Kerry’s backpack set off a metal detector in the immigration hall. She stopped walking. The security guard smiled and waved Kerry on.

            ‘Don’t worry Miss. Just your belt buckle or something, does it all the time.’

            She walked out into arrivals. A uniformed FBI agent was holding up a sign with Kerry’s name on.

            ‘Welcome to the United States. Name’s Sue O’Banyon. Better take you up to my office.’

            Sue took Kerry to a small office behind the check in desks. Kerry unzipped her backpack and handed Sue the M72 rocket launcher.

            Sue laughed, ‘What a beauty. You could take out half the airport with one of those. Didn’t you set off the metal detector?’

            ‘Yeah, but I got waved through. Guy said it was probably my belt buckle.’

            ‘He’s gonna be looking for a new job real soon. This never should have got in. There’s a scale on the metal detector, this amount of metal should send it into red. And there’s sniffers that can detect explosives, and there’s an x-ray of every checked bag as it comes off the plane. It’s very disappointing that you made it through.’

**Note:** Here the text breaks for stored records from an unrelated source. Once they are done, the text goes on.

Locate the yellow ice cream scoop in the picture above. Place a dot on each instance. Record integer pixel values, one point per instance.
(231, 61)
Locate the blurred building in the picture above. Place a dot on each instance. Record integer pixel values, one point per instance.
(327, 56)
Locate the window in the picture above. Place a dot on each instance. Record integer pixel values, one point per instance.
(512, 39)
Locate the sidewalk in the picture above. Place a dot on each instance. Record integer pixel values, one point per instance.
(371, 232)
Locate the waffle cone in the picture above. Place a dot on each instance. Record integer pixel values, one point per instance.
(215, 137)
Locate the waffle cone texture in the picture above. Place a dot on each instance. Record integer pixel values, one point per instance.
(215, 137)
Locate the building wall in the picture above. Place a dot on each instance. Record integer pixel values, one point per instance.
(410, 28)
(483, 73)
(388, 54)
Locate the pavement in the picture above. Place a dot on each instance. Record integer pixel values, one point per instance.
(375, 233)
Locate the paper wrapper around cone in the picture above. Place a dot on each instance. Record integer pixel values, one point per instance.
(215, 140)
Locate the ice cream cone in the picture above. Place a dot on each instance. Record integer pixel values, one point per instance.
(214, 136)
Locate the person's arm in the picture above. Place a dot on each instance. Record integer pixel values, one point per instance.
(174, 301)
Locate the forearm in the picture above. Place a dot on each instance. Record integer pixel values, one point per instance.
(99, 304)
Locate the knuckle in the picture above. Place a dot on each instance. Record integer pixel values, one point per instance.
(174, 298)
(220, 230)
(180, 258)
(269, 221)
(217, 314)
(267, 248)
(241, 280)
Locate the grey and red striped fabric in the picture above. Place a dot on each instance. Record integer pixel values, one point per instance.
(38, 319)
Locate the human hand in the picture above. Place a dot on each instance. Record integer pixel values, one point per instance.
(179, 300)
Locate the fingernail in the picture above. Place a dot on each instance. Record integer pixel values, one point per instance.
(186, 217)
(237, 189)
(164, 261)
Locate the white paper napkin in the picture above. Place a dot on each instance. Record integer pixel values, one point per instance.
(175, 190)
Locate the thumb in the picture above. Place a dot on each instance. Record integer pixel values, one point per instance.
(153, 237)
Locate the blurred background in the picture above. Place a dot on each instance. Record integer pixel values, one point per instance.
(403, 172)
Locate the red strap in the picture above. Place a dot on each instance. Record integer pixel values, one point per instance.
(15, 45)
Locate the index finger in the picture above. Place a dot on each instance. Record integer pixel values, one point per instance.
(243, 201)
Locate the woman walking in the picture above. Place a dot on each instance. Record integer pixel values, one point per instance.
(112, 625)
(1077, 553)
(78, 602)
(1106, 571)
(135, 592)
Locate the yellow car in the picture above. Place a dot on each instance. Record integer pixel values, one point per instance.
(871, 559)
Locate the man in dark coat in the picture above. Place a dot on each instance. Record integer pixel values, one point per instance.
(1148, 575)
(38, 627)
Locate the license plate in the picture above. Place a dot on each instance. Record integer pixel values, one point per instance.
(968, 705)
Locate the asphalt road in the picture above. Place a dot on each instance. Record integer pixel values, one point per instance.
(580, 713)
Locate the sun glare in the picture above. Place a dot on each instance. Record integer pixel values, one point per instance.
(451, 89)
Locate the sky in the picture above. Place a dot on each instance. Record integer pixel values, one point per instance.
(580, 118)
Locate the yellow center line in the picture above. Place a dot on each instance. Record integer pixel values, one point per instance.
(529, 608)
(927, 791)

            ‘Can I get a shower or something?’ Kerry asked.

            ‘Sure, you’re staying with me tonight. We can get pizza or something, and tomorrow I’ll take you to see the sites. Go on the river, see all the skyscrapers. You got any spending money Kerry?’

            ‘They gave me a hundred and fifty dollars. But I have to give back whatever I don’t spend, so I figured I’ll try and buy some new trainers. These ones I’m wearing are past it.’

            ‘Chicago is the place to shop Kerry. I’ll take you to Michigan Avenue. Biggest shopping street in America.’

            ‘My friend James says you get almond M&Ms over here. You don’t get them in Britain. They’re his favourite kind. He wants me to get him some.’